Sécurité de l’information au sein de l’administration fédérale en 2025 : le rapport fait état des progrès réalisés
Berne, 12.08.2026 — Lors de sa séance du 12 août 2026, le Conseil fédéral a pris connaissance du rapport sur la sécurité de l’information au sein de la Confédération 2025. L’administration fédérale a franchi de nouvelles étapes dans l’application de la loi sur la sécurité de l’information. La mise en place d’une gouvernance cohérente en matière de sécurité et de chaîne d’approvisionnement, le remplacement des systèmes obsolètes ainsi que le renforcement de la résilience face aux cybermenaces ont fait partie des domaines d’action prioritaires. Aucun incident grave n’a été signalé.
Le rapport sur la sécurité de l’information au sein de la Confédération 2025 montre que l’administration fédérale a franchi de nouvelles étapes dans la mise en place de la sécurité de l’information. Parallèlement, le rapport identifie des domaines d’action prioritaires pour renforcer la sécurité de l’information, parmi lesquels la mise en place généralisée de systèmes de management de la sécurité de l’information (SMSI), l’harmonisation des processus et outils, le renforcement du dispositif de sécurité des installations et de la sécurité des personnes, ainsi que la mise en place d’une gestion efficace des fournisseurs.
Le rapport se fonde sur une enquête structurée menée auprès de tous les préposés à la sécurité de l’information des départements et de la Chancellerie fédérale, et sur les signalements et rapports sur la sécurité établis par les fournisseurs de prestations internes à la Confédération.
Incidents de sécurité durant l’année sous revue
En 2025, il y a eu des incidents de sécurité, parmi lesquels des attaques par déni de service, un incident lié à un rançongiciel chez RADIX Fondation suisse pour la santé, des vulnérabilités dans des systèmes SharePoint, ainsi que des incidents d’hameçonnage et d’usurpation d’identité. Ces incidents n’ont pas eu de conséquences graves pour les informations et les données de la Confédération, mais ils montrent que la prévention et le renforcement de la résilience restent essentiels.
Point de la situation sur les travaux au sein des départements
Les départements ont procédé à des adaptations ciblées au niveau de l’organisation, de la technique et des procédures afin de renforcer la sécurité de l’information. Ils ont commencé par réviser les directives relatives à la sécurité intégrale et par adapter les processus d’acquisition et de conduite de projets, avec la participation systématique des préposés à la protection des données et à la sécurité de l’information. Des formations ont également été organisées de manière systématique, même si, notamment en ce qui concerne les collaborateurs et collaboratrices externes, il existe un potentiel d’augmentation du taux de participation et d’amélioration du suivi.
Par ailleurs, la mise en place des SMSI se poursuit. L’état d’avancement de la mise en œuvre varie, mais dans l’ensemble, ces travaux contribuent à ancrer davantage la sécurité de l’information au sein de l’administration fédérale. Des défis subsistent en matière d’harmonisation des processus et des outils, de révision de directives techniques, ainsi que de gestion des fournisseurs.

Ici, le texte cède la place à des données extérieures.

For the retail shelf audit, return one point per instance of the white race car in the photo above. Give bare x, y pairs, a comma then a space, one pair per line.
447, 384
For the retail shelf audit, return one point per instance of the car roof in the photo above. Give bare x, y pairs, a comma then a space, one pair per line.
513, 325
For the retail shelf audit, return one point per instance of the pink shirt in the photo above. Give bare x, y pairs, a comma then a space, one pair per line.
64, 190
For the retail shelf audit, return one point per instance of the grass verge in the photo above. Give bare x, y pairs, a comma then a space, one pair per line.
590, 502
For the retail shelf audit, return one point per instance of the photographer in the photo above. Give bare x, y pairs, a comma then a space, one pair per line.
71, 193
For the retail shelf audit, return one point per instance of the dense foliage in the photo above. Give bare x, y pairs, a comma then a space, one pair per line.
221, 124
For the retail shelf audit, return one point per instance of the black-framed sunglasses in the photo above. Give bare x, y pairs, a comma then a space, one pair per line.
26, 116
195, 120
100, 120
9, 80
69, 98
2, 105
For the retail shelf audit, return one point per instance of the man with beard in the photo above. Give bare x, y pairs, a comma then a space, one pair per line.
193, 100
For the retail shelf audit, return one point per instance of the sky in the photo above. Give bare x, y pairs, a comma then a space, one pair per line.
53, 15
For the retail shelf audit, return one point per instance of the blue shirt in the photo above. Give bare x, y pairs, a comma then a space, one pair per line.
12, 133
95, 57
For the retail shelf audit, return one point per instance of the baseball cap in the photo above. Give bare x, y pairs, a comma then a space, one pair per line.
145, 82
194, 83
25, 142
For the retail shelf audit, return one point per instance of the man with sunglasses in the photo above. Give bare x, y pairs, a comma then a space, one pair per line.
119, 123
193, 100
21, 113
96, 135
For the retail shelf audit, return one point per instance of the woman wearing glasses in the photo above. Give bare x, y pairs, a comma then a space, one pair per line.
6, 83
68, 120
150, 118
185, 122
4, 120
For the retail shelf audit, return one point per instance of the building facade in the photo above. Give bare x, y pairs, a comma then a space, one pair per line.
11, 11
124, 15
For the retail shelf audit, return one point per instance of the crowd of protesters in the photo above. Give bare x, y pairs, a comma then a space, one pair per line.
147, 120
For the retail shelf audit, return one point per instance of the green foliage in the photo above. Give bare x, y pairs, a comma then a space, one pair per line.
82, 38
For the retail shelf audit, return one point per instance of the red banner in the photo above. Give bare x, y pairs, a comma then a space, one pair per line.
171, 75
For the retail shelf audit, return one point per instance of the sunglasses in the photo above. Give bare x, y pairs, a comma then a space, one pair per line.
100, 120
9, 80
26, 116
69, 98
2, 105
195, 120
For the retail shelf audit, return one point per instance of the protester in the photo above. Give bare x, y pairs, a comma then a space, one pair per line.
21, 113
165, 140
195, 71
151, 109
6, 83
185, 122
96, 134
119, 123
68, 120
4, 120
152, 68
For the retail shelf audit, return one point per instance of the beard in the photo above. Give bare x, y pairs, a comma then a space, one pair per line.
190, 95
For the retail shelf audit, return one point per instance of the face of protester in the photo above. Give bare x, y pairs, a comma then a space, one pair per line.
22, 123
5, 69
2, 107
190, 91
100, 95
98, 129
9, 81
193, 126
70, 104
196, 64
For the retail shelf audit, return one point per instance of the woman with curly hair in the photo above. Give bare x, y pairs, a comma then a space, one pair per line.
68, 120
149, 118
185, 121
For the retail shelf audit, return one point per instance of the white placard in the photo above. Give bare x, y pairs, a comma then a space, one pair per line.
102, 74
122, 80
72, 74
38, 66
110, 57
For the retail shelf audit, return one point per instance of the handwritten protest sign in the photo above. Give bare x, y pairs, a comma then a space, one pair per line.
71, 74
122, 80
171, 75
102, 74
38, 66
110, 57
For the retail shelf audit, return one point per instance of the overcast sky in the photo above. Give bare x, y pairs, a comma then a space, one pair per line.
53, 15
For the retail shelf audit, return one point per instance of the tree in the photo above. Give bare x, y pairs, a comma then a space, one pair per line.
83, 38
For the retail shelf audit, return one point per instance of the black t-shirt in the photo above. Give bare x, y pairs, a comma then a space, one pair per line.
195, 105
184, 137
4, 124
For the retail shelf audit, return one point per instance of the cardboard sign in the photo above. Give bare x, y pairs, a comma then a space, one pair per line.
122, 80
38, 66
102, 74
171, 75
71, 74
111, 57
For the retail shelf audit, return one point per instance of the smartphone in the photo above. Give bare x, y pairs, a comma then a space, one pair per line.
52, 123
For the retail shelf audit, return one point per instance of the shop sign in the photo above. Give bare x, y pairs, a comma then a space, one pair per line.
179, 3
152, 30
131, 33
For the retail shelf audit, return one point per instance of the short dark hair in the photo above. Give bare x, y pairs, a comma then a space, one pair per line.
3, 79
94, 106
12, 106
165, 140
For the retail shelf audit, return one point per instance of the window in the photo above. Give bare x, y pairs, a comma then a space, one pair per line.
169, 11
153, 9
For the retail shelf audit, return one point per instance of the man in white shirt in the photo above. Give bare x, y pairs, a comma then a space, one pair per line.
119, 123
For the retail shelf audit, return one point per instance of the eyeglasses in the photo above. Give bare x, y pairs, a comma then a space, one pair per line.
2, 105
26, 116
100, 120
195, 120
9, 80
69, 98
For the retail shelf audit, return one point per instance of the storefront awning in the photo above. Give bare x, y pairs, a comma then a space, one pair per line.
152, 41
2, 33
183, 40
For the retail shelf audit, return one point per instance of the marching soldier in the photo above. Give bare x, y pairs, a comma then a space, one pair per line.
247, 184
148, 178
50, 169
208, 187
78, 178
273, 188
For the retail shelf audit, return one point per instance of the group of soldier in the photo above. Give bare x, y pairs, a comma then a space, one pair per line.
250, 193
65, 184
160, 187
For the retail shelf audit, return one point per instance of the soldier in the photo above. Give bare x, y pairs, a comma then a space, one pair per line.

Directives de sécurité et conseils : le service spécialisé de la Confédération pour la sécurité de l’information
Le service spécialisé de la Confédération pour la sécurité de l’information, rattaché au Secrétariat d’État à la politique de sécurité (SEPOS), est le service central pour la mise en œuvre de la sécurité de l’information. Il veille à l’application uniforme des prescriptions de sécurité, conseille les autorités concernées sur les questions juridiques, organisationnelles et techniques, et édicte des ordonnances pour garantir l’activité administrative. En cas d’incidents graves liés à la sécurité de l’information, il apporte son soutien aux services concernés afin de limiter les risques et d’assurer la protection des informations sensibles.
En 2025, il a aussi été possible de poser les bases de la mise en place de DigiSec, en tant qu’application SMSI standardisée et uniforme à l’échelle nationale. Grâce à DigiSec, les processus de gestion liés à la sécurité peuvent être numérisés, automatisés et standardisés, dans le strict respect des exigences légales. DigiSec devrait à l’avenir fonctionner comme un service spécialisé commun, placé sous la responsabilité du SEPOS.